This is the mail archive of the gcc-patches@gcc.gnu.org mailing list for the GCC project.

Index Nav:	[Date Index] [Subject Index] [Author Index] [Thread Index]
Message Nav:	[Date Prev] [Date Next]	[Thread Prev] [Thread Next]
Other format:	[Raw text]

Re: [RFC] Make vectorizer to skip loops with small iteration estimate

From: Richard Guenther <rguenther at suse dot de>
To: Jan Hubicka <hubicka at ucw dot cz>
Cc: gcc-patches at gcc dot gnu dot org
Date: Tue, 2 Oct 2012 11:07:52 +0200 (CEST)
Subject: Re: [RFC] Make vectorizer to skip loops with small iteration estimate
References: <20120930111610.GA7097@kam.mff.cuni.cz> <alpine.LNX.2.00.1210011409560.4063@zhemvz.fhfr.qr> <20121001175757.GB11298@kam.mff.cuni.cz>

On Mon, 1 Oct 2012, Jan Hubicka wrote:

> > > 
> > >      So the unvectorized cost is
> > >      SIC * niters
> > > 
> > >      The vectorized path is
> > >      SOC + VIC * ((niters-PL_ITERS-EP_ITERS)/VF) + VOC
> > >      The scalar path of vectorizer loop is
> > >      SIC * niters + SOC
> > 
> > Note that 'th' is used for the runtime profitability check which is
> > done at the time the setup cost has already been taken (yes, we
> 
> Yes, I understand that.
> > probably should make it more conservative but then guard the whole
> > set of loops by the check, not only the vectorized path).
> > See PR53355 for the general issue.
> 
> Yep, we may reduce the cost of SOC by outputting early guard for non-vectorized
> path better than we do now. However...
> > >    Of course this is very simple benchmark, in reality the vectorizatoin can be
> > >    a lot more harmful by complicating more complex control flows.
> > >
> > >    So I guess we have two options
> > >     1) go with the new formula and try to make cost model a bit more realistic.
> > >     2) stay with original formula that is quite close to reality, but I think
> > >        more by an accident.
> > 
> > I think we need to improve it as whole, thus I'd prefer 2).
> 
> ... I do not see why.
> Even if we make the check cheaper we will only distribute part of SOC to vector
> prologues/epilogues.
> 
> Still I think the formula is wrong, I.e. accounting SOC where it should not.
> 
> The cost of scalar path without vectorization is 
>   niters * SIC
> while with vectorization we have scalar path
>   niters * SIC + SOC
> and vector path
>   SOC + VIC * ((niters-PL_ITERS-EP_ITERS)/VF) + VOC
> 
> So SOC cancels out in the runtime check.
> I still think we need two formulas - one determining if vectorization is
> profitable, other specifying the threshold for scalar path at runtime (that
> will generally give lower values).

True, we want two values.  But part of the scalar path right now
is all the computation required for alias and alignment runtime checks
(because the way all the conditions are combined).

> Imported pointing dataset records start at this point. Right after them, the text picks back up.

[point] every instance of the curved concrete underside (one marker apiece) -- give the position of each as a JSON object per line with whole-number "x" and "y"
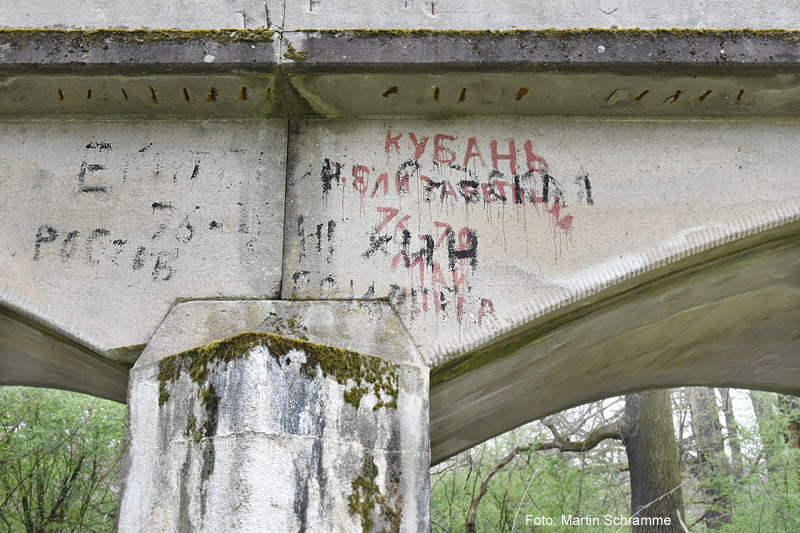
{"x": 731, "y": 320}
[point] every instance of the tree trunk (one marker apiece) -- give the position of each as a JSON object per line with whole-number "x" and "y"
{"x": 789, "y": 407}
{"x": 649, "y": 437}
{"x": 733, "y": 433}
{"x": 712, "y": 462}
{"x": 762, "y": 407}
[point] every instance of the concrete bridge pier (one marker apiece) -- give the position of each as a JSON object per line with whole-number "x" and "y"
{"x": 277, "y": 416}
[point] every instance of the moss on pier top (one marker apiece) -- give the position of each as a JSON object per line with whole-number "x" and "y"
{"x": 359, "y": 373}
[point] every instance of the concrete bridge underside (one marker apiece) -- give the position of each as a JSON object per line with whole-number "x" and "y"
{"x": 549, "y": 230}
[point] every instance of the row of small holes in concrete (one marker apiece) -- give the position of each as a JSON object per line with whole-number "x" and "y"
{"x": 674, "y": 98}
{"x": 524, "y": 90}
{"x": 213, "y": 94}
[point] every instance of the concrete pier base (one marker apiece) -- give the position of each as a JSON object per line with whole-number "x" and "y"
{"x": 277, "y": 416}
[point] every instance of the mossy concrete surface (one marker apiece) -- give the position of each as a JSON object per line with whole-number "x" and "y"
{"x": 301, "y": 430}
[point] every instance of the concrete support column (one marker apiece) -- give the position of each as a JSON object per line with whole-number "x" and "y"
{"x": 277, "y": 416}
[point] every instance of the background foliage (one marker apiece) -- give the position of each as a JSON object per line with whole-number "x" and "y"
{"x": 60, "y": 452}
{"x": 59, "y": 460}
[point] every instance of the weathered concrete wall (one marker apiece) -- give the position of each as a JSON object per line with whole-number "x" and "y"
{"x": 434, "y": 14}
{"x": 722, "y": 319}
{"x": 266, "y": 432}
{"x": 473, "y": 228}
{"x": 114, "y": 221}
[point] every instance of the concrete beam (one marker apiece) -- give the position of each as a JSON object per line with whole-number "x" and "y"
{"x": 406, "y": 14}
{"x": 32, "y": 355}
{"x": 114, "y": 221}
{"x": 240, "y": 73}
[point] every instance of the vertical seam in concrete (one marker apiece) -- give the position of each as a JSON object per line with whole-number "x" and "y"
{"x": 285, "y": 206}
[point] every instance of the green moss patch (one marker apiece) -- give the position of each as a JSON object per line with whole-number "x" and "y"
{"x": 366, "y": 496}
{"x": 359, "y": 373}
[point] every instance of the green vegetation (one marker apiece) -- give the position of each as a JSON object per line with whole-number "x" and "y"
{"x": 359, "y": 373}
{"x": 59, "y": 461}
{"x": 759, "y": 493}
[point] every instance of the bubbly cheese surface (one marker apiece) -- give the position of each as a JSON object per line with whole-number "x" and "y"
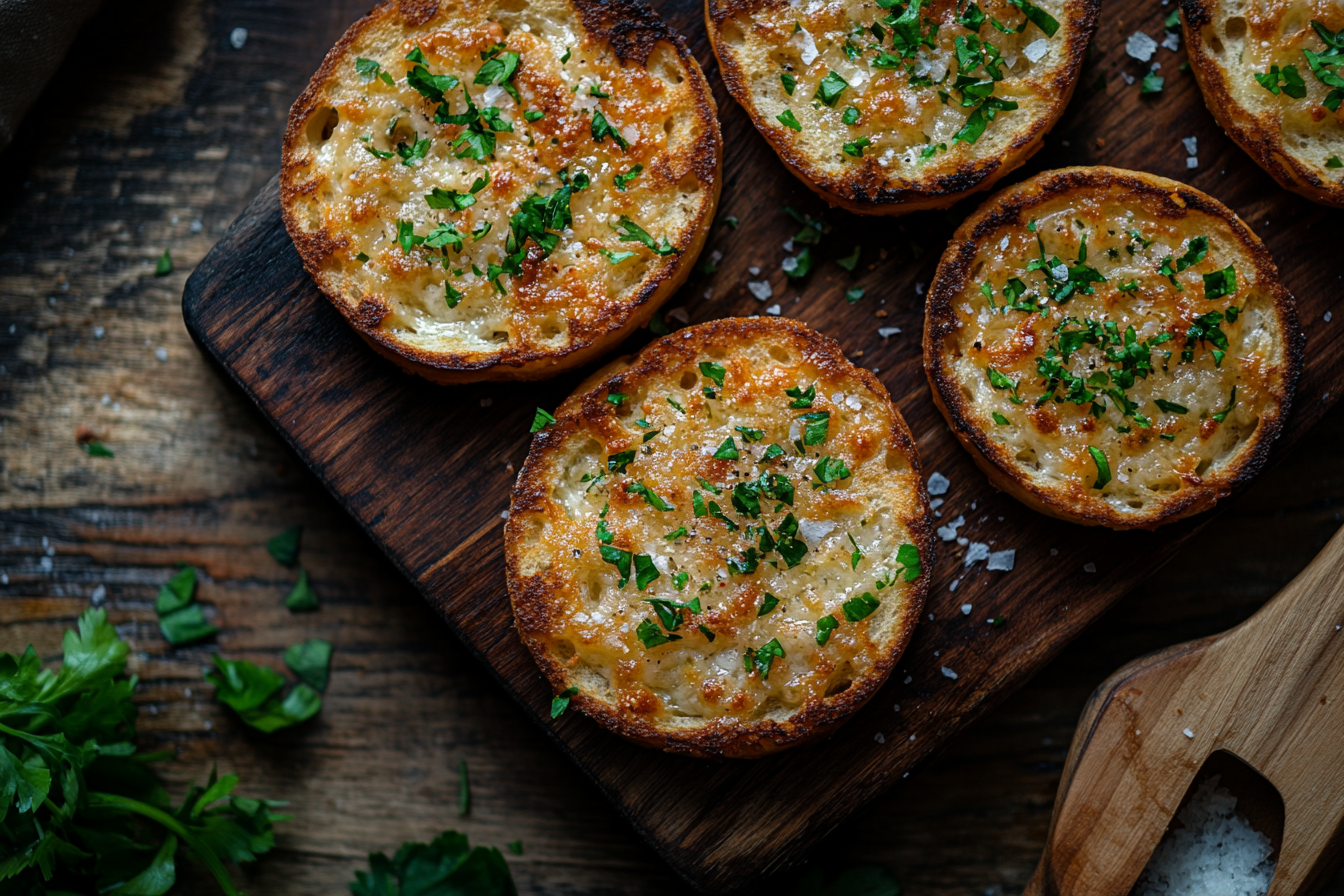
{"x": 1262, "y": 46}
{"x": 917, "y": 89}
{"x": 754, "y": 511}
{"x": 601, "y": 149}
{"x": 1114, "y": 355}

I'm not much into the details of what we account for in SOC (I suppose
it's everything we insert in the preheader of the vector loop).

+      if (vect_print_dump_info (REPORT_UNVECTORIZED_LOCATIONS))
+        fprintf (vect_dump, "not vectorized: estimated iteration count 
too small.");
+      if (vect_print_dump_info (REPORT_DETAILS))
+        fprintf (vect_dump, "not vectorized: estimated iteration count 
smaller than "
+                 "user specified loop bound parameter or minimum "
+                 "profitable iterations (whichever is more 
conservative).");

this won't work anymore btw - dumping infrastructure changed.

I suppose your patch is a step in the right direction, but to really
make progress we need to re-organize the loop and predicate structure
produced by the vectorizer.

So, please update your patch, re-test and then it's ok.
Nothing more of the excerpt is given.